1. And first, according to that in the gospel, it is ever to be remembered that where the Lord begins to sow good seed, there the envious man will endeavour to sow tares.

 2. Men being to come over into a wilderness, in which much labour and service was to he done about building and planting, etc., such as wanted help in that respect, when they could not have such as they would, were glad to take such as they could; and so, many untoward servants, sundry of them proved, that were thus brought over, both men and womenkind who, when their times were expired, became families of themselves, which gave increase hereunto.

3· Another and a main reason hereof was that men, finding many godly disposed persons willing to come into these parts, some began to make a trade of it, to transport passengers and their goods, and hired ships for that end. And then, to make up their freight and advance their profit, cared not who the persons were, so they had money to pay them. And by this means the country became pestered with many unworthy persons who, being come over, crept into one place or other.
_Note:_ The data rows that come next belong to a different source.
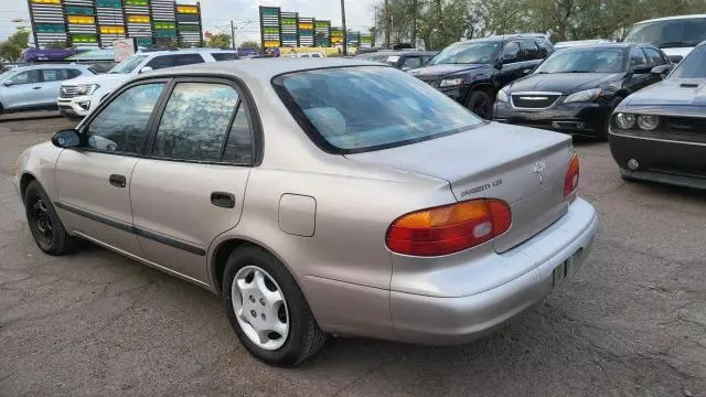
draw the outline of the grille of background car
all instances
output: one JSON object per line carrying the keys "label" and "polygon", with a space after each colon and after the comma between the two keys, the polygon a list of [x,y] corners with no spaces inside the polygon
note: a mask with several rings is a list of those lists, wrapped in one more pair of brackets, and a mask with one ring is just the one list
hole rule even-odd
{"label": "grille of background car", "polygon": [[62,98],[73,98],[76,96],[76,87],[74,86],[62,86],[60,89],[60,96]]}
{"label": "grille of background car", "polygon": [[543,109],[547,108],[559,99],[560,95],[556,94],[513,94],[512,104],[514,107],[524,109]]}

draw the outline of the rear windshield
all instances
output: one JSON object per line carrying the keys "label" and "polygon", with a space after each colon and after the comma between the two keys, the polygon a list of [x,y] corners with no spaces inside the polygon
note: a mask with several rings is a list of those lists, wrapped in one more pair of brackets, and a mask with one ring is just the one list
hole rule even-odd
{"label": "rear windshield", "polygon": [[670,78],[706,78],[706,45],[694,49],[680,62]]}
{"label": "rear windshield", "polygon": [[706,40],[706,18],[681,18],[634,25],[627,42],[650,43],[661,49],[689,47]]}
{"label": "rear windshield", "polygon": [[446,95],[394,68],[297,72],[274,84],[299,125],[332,152],[385,149],[483,124]]}

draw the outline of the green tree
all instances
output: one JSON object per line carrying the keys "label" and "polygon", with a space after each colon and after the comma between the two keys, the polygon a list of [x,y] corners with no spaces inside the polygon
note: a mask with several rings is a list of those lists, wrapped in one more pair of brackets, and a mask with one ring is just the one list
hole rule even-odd
{"label": "green tree", "polygon": [[240,49],[259,49],[260,47],[260,43],[256,42],[255,40],[245,40],[240,43],[240,45],[238,45],[238,47]]}
{"label": "green tree", "polygon": [[229,49],[231,35],[226,33],[214,34],[208,39],[206,46],[212,49]]}
{"label": "green tree", "polygon": [[22,50],[26,49],[30,43],[30,31],[26,28],[18,28],[18,30],[0,42],[0,60],[6,62],[15,62]]}

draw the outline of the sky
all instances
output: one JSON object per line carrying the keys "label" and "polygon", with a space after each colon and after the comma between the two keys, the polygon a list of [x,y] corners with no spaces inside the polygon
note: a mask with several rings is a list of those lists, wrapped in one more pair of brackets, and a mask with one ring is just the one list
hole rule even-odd
{"label": "sky", "polygon": [[[378,0],[347,0],[345,15],[347,28],[367,32],[373,23],[375,2]],[[193,4],[195,0],[179,0],[179,3]],[[244,40],[259,41],[259,6],[280,7],[282,11],[299,12],[300,17],[331,20],[333,26],[341,25],[341,2],[338,0],[201,0],[203,30],[213,33],[228,33],[231,20],[236,29],[236,43]],[[12,22],[24,19],[26,22]],[[0,40],[12,34],[15,26],[29,26],[30,13],[28,0],[0,0]],[[249,21],[249,23],[248,23]]]}

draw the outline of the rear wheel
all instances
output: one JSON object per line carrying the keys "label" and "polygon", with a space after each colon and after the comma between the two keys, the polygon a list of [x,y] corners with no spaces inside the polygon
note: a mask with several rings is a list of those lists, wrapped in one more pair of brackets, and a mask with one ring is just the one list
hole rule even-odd
{"label": "rear wheel", "polygon": [[246,246],[231,254],[222,287],[231,325],[257,358],[297,365],[325,342],[297,282],[265,249]]}
{"label": "rear wheel", "polygon": [[474,90],[468,98],[467,107],[479,117],[490,120],[493,115],[493,100],[488,93]]}
{"label": "rear wheel", "polygon": [[38,181],[32,181],[24,192],[24,211],[34,242],[49,255],[69,253],[76,238],[66,233],[52,201]]}

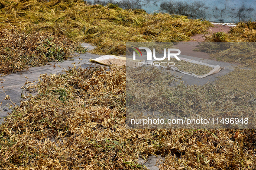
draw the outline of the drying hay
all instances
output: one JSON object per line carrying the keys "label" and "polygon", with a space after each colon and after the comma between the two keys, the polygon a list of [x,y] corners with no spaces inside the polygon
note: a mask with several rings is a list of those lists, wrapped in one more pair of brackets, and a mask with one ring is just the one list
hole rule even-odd
{"label": "drying hay", "polygon": [[16,27],[0,28],[0,74],[3,74],[50,61],[62,61],[71,57],[74,52],[86,51],[78,43],[63,36],[35,31],[27,34]]}
{"label": "drying hay", "polygon": [[[142,170],[139,157],[161,154],[165,157],[161,170],[256,168],[255,129],[127,129],[126,69],[107,69],[73,68],[63,75],[41,75],[42,80],[29,88],[38,94],[25,96],[26,100],[0,126],[0,167]],[[154,72],[156,78],[162,74],[158,69]],[[167,76],[172,77],[170,83],[178,78]],[[209,102],[211,108],[238,104],[239,110],[243,102],[248,103],[239,94],[235,103],[216,102],[210,96],[217,97],[221,91],[211,85],[204,87],[179,86],[173,100],[183,102],[183,108],[192,108],[181,100],[195,96],[201,101],[200,96],[207,97],[204,96],[207,91],[209,96],[200,102]],[[200,104],[195,101],[194,108]]]}
{"label": "drying hay", "polygon": [[103,63],[107,66],[116,66],[117,67],[129,66],[134,67],[138,66],[137,62],[114,58],[100,60],[100,63]]}
{"label": "drying hay", "polygon": [[[122,9],[109,4],[91,5],[82,0],[1,0],[0,27],[10,23],[26,31],[45,31],[97,47],[101,55],[125,54],[126,42],[186,41],[204,32],[210,22],[142,9]],[[20,21],[22,21],[21,22]]]}
{"label": "drying hay", "polygon": [[212,67],[208,66],[193,63],[183,60],[178,61],[176,59],[171,58],[170,58],[169,60],[168,60],[167,59],[165,59],[161,61],[160,62],[155,61],[154,63],[160,63],[160,65],[163,66],[164,64],[165,66],[166,66],[167,63],[170,62],[174,63],[175,66],[180,70],[194,73],[198,76],[204,75],[209,73],[213,69]]}

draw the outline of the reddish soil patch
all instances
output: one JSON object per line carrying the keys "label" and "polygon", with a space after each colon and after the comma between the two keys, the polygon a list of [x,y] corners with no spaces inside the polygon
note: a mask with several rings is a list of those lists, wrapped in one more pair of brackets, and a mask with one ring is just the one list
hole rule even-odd
{"label": "reddish soil patch", "polygon": [[[215,27],[210,27],[208,30],[208,35],[217,32],[227,32],[232,27],[231,26],[222,25],[215,25]],[[207,53],[194,51],[193,49],[195,48],[196,46],[198,45],[198,42],[203,42],[204,41],[204,35],[202,34],[196,35],[191,38],[194,40],[191,40],[188,43],[180,43],[178,45],[175,46],[178,47],[181,50],[181,54],[186,56],[192,56],[195,57],[203,58],[204,59],[216,60],[210,58],[209,55]]]}

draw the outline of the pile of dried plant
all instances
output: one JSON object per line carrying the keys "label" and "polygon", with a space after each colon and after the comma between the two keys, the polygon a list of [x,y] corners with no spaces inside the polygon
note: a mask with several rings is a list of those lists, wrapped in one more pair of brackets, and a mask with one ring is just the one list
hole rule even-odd
{"label": "pile of dried plant", "polygon": [[227,33],[218,32],[206,36],[209,42],[255,42],[256,41],[256,22],[239,22],[231,28]]}
{"label": "pile of dried plant", "polygon": [[[206,36],[201,48],[213,54],[211,57],[220,60],[239,63],[246,66],[255,65],[256,61],[256,22],[241,22],[231,28],[227,33],[218,32]],[[211,42],[236,42],[216,44]],[[250,42],[246,43],[245,42]],[[224,45],[224,44],[225,44]],[[220,46],[224,47],[220,49]],[[222,50],[221,53],[218,53]]]}
{"label": "pile of dried plant", "polygon": [[92,52],[124,54],[126,42],[181,41],[204,32],[208,21],[167,13],[149,14],[116,5],[86,4],[79,0],[0,0],[0,27],[10,23],[26,31],[45,30],[93,44]]}
{"label": "pile of dried plant", "polygon": [[[24,97],[0,126],[2,168],[144,169],[138,158],[153,154],[166,157],[162,170],[256,168],[254,129],[127,129],[126,69],[110,69],[42,75],[29,88],[38,94]],[[172,82],[178,78],[169,76]],[[205,91],[180,86],[179,97]],[[214,96],[211,87],[205,88]],[[214,104],[221,110],[224,103]]]}
{"label": "pile of dried plant", "polygon": [[0,74],[62,61],[71,57],[74,52],[86,50],[78,43],[63,36],[35,31],[27,34],[15,27],[0,28]]}

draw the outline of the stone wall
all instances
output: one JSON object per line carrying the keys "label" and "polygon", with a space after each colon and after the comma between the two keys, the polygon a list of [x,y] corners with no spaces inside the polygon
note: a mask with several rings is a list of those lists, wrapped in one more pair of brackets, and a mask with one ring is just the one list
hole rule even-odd
{"label": "stone wall", "polygon": [[215,22],[256,20],[256,0],[88,0],[92,4],[117,4],[123,9],[142,9],[148,13],[168,13]]}

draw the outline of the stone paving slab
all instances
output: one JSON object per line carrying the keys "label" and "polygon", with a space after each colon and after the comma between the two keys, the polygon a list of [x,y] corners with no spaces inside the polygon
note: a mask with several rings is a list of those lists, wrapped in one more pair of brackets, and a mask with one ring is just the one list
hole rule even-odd
{"label": "stone paving slab", "polygon": [[[92,50],[94,47],[88,45],[87,44],[83,44],[84,46],[87,46],[89,50]],[[90,58],[96,58],[100,56],[93,54],[89,53],[85,54],[79,54],[78,57],[75,57],[73,58],[72,60],[67,60],[63,62],[52,62],[52,66],[47,65],[43,66],[32,67],[25,72],[18,73],[13,73],[7,75],[6,76],[0,77],[2,79],[5,79],[2,83],[4,87],[5,92],[7,95],[9,95],[11,98],[11,100],[13,102],[16,103],[16,104],[20,104],[20,101],[21,100],[21,93],[22,89],[20,88],[24,85],[26,80],[33,82],[35,81],[35,83],[37,82],[39,76],[42,74],[56,74],[62,73],[62,71],[65,69],[68,69],[68,66],[73,67],[72,63],[76,63],[75,65],[77,68],[81,66],[83,69],[85,69],[91,66],[91,67],[95,66],[98,64],[92,63],[89,62]],[[182,76],[182,81],[187,82],[188,84],[197,84],[203,85],[208,82],[212,82],[217,79],[217,76],[220,76],[227,74],[229,72],[233,70],[233,67],[236,66],[234,64],[230,64],[228,63],[221,62],[214,60],[202,59],[199,58],[192,57],[181,55],[181,57],[193,59],[197,61],[201,61],[212,65],[219,65],[221,66],[224,66],[225,69],[222,70],[219,73],[210,76],[203,79],[198,79],[189,75],[184,75],[178,72],[175,72],[175,74],[179,76]],[[82,59],[81,60],[79,60]],[[78,63],[81,63],[78,64]],[[56,68],[53,68],[53,65],[55,64]],[[58,65],[60,66],[60,67]],[[65,68],[65,69],[64,69]],[[28,79],[26,78],[27,77]],[[1,87],[0,86],[0,87]],[[25,93],[25,91],[23,91]],[[35,94],[35,93],[34,94]],[[5,94],[3,89],[0,88],[0,102],[5,98]],[[12,110],[7,107],[6,104],[9,102],[9,101],[3,101],[3,104],[0,107],[0,124],[2,123],[3,118],[8,116],[8,113],[12,111]],[[164,158],[161,157],[160,156],[156,157],[155,156],[150,156],[146,161],[142,158],[139,158],[139,163],[141,165],[144,165],[147,168],[150,170],[158,170],[159,165],[164,161]]]}
{"label": "stone paving slab", "polygon": [[164,161],[164,157],[162,157],[160,155],[158,155],[157,157],[153,155],[149,156],[146,161],[139,157],[138,163],[141,165],[145,165],[149,170],[159,170],[159,165]]}

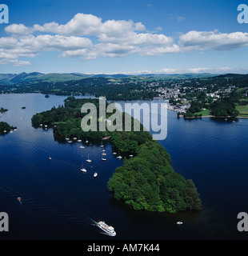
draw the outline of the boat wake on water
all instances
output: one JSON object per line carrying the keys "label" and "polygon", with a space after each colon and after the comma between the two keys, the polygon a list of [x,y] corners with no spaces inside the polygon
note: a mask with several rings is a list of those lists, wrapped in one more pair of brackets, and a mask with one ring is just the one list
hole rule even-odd
{"label": "boat wake on water", "polygon": [[114,227],[107,225],[104,221],[96,222],[94,220],[92,220],[92,225],[98,226],[104,231],[104,233],[101,232],[102,234],[107,234],[111,237],[114,237],[116,235],[116,232],[114,231]]}

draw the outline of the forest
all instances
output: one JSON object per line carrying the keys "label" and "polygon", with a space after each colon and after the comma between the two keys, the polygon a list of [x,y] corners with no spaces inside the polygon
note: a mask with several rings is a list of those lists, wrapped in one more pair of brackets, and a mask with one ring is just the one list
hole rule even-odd
{"label": "forest", "polygon": [[[83,114],[80,110],[82,104],[89,102],[99,106],[95,99],[70,97],[65,100],[65,106],[34,115],[32,124],[35,127],[41,124],[53,127],[54,137],[63,139],[70,136],[101,141],[104,137],[111,136],[110,141],[113,149],[124,159],[123,166],[116,169],[107,187],[116,200],[133,209],[167,213],[202,209],[202,202],[193,181],[186,180],[174,171],[170,154],[147,131],[142,129],[140,132],[82,131]],[[126,157],[130,154],[134,157]]]}
{"label": "forest", "polygon": [[66,82],[22,82],[16,85],[1,85],[1,91],[6,94],[105,96],[111,100],[153,99],[158,94],[156,91],[145,88],[142,82],[138,81],[106,78],[87,78]]}

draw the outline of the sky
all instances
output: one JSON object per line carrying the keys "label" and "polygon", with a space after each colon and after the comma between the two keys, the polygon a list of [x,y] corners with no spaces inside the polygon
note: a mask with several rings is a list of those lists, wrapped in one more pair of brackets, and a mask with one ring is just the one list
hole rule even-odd
{"label": "sky", "polygon": [[248,74],[243,3],[1,0],[0,74]]}

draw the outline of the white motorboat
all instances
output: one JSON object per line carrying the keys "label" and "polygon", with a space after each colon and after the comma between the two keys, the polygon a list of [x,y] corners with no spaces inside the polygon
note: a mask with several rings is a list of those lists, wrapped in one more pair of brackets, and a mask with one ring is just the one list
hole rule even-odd
{"label": "white motorboat", "polygon": [[86,169],[85,169],[85,168],[82,168],[82,169],[81,169],[81,171],[82,171],[83,173],[87,172]]}
{"label": "white motorboat", "polygon": [[103,230],[104,232],[107,233],[108,234],[110,234],[111,236],[116,235],[116,232],[114,231],[114,227],[106,224],[103,221],[100,221],[99,222],[98,222],[98,226],[102,230]]}
{"label": "white motorboat", "polygon": [[91,162],[91,160],[89,158],[89,154],[88,154],[88,159],[86,160],[87,162]]}

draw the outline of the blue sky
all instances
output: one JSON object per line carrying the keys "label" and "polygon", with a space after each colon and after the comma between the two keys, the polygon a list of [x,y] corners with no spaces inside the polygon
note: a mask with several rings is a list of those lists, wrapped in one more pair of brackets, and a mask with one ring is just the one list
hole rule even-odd
{"label": "blue sky", "polygon": [[0,73],[248,73],[239,0],[1,3]]}

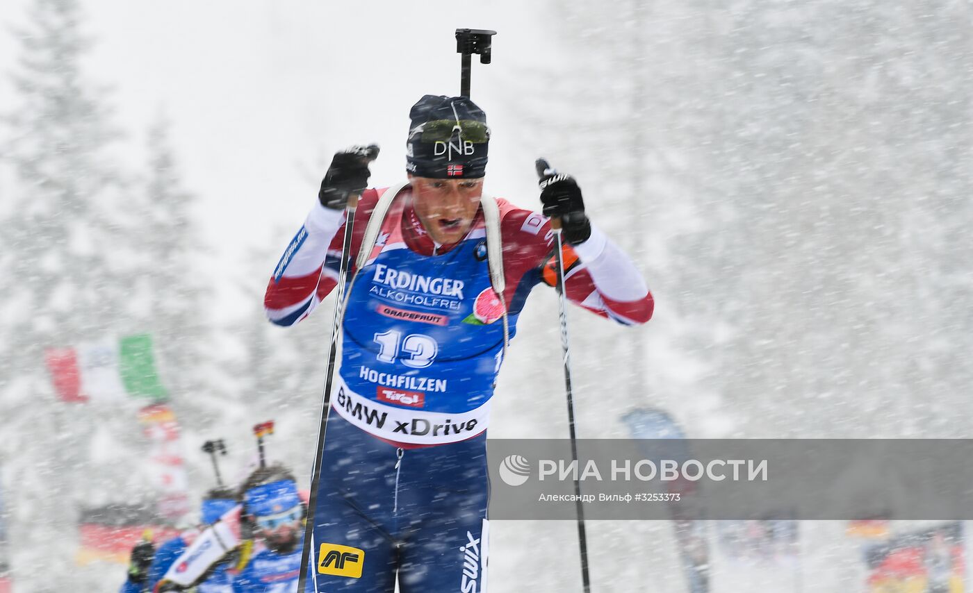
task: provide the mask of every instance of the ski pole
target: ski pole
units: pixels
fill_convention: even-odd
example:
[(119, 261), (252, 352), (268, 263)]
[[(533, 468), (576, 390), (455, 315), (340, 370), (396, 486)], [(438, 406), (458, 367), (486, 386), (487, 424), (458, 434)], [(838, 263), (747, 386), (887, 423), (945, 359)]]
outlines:
[[(378, 148), (376, 148), (376, 155)], [(374, 157), (373, 157), (374, 158)], [(314, 509), (317, 506), (317, 487), (321, 477), (321, 463), (324, 459), (324, 436), (328, 430), (328, 415), (331, 412), (331, 389), (334, 384), (332, 375), (335, 371), (335, 361), (338, 357), (338, 332), (342, 323), (344, 307), (344, 289), (351, 275), (351, 237), (354, 232), (355, 210), (358, 208), (358, 194), (348, 195), (344, 206), (344, 240), (342, 243), (342, 261), (338, 271), (338, 288), (335, 303), (335, 318), (331, 327), (331, 349), (328, 352), (328, 373), (324, 383), (324, 397), (321, 402), (321, 426), (317, 432), (317, 445), (314, 454), (314, 468), (310, 477), (310, 496), (307, 499), (307, 517), (305, 521), (304, 549), (301, 551), (301, 575), (298, 577), (298, 591), (304, 593), (307, 580), (307, 563), (310, 560), (310, 548), (313, 545)], [(317, 579), (314, 579), (314, 591), (317, 591)]]
[(223, 444), (223, 439), (207, 440), (202, 443), (202, 452), (209, 453), (209, 460), (213, 462), (213, 472), (216, 473), (216, 485), (223, 488), (223, 476), (220, 475), (220, 465), (216, 463), (216, 454), (226, 457), (227, 446)]
[[(538, 158), (534, 163), (537, 167), (537, 176), (544, 178), (553, 175), (557, 171), (551, 168), (548, 161)], [(558, 266), (557, 289), (558, 289), (558, 314), (560, 318), (560, 349), (564, 353), (564, 391), (567, 394), (567, 426), (571, 435), (571, 461), (575, 465), (578, 463), (578, 438), (574, 431), (574, 398), (571, 394), (571, 351), (567, 340), (567, 298), (564, 296), (564, 258), (561, 254), (563, 249), (563, 239), (560, 231), (560, 219), (551, 219), (551, 230), (555, 237), (555, 262)], [(578, 477), (574, 477), (574, 507), (578, 514), (578, 545), (581, 548), (581, 581), (585, 588), (585, 593), (592, 590), (591, 578), (588, 576), (588, 538), (585, 535), (585, 509), (584, 503), (581, 502), (581, 482)]]

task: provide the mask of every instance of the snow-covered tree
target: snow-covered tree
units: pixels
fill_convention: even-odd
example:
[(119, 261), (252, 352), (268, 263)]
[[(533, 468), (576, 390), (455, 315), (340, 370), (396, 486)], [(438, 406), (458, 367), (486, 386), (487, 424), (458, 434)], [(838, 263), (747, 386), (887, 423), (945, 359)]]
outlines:
[[(85, 471), (81, 479), (79, 467), (113, 414), (67, 409), (45, 369), (47, 348), (102, 337), (132, 319), (123, 290), (125, 184), (112, 154), (119, 135), (105, 91), (84, 73), (90, 40), (81, 24), (77, 0), (32, 3), (18, 31), (17, 105), (4, 114), (3, 158), (17, 183), (0, 220), (0, 457), (15, 515), (15, 579), (52, 557), (70, 558), (75, 507), (112, 492), (109, 484), (125, 472), (102, 459), (103, 472)], [(54, 590), (56, 575), (70, 571), (69, 562), (55, 565), (48, 584), (31, 588)]]

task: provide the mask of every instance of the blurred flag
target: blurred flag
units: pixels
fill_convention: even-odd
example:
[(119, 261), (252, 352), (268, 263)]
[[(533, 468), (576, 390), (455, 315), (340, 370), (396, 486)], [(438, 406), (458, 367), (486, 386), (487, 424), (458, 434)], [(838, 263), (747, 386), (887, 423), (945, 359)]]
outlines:
[(253, 434), (257, 436), (257, 438), (262, 438), (268, 435), (273, 434), (273, 421), (270, 420), (268, 422), (262, 422), (253, 427)]
[(962, 593), (963, 538), (958, 522), (897, 534), (865, 550), (871, 593)]
[(888, 537), (888, 519), (856, 519), (847, 522), (845, 535), (862, 540), (884, 540)]
[(148, 333), (49, 348), (46, 359), (52, 382), (63, 401), (113, 401), (128, 397), (161, 401), (167, 398)]
[(163, 517), (142, 506), (109, 505), (86, 508), (81, 511), (78, 521), (81, 546), (75, 555), (75, 564), (127, 564), (132, 546), (141, 541), (146, 530), (152, 532), (156, 541), (179, 535), (178, 529), (166, 523)]
[(145, 469), (159, 494), (159, 513), (177, 519), (190, 510), (189, 478), (179, 445), (179, 424), (165, 403), (153, 403), (138, 412), (142, 431), (150, 441)]

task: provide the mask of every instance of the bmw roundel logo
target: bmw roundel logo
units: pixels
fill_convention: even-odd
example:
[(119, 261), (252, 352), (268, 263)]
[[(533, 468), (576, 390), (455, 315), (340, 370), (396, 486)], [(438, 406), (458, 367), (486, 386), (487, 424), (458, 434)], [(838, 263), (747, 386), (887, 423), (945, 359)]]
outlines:
[(500, 478), (511, 486), (520, 486), (530, 476), (530, 462), (521, 455), (508, 455), (500, 462)]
4· Again, the Lord's blessing usually following His people as well in outward as spiritual things (though afflictions be mixed withal) do make many to adhere to the People of God, as many followed Christ for the loaves' sake (John vi.26) and a "mixed multitude" came into the wilderness with the People of God out of Egypt of old (Exodus xii.38). So also there were sent by their friends, some under hope that they would be made better; others that they might be eased of such burthens, and they kept from shame at home, that would necessarily follow their dissolute courses. And thus, by one means or other, in 20 years' time it is a question whether the greater part be not grown the worser?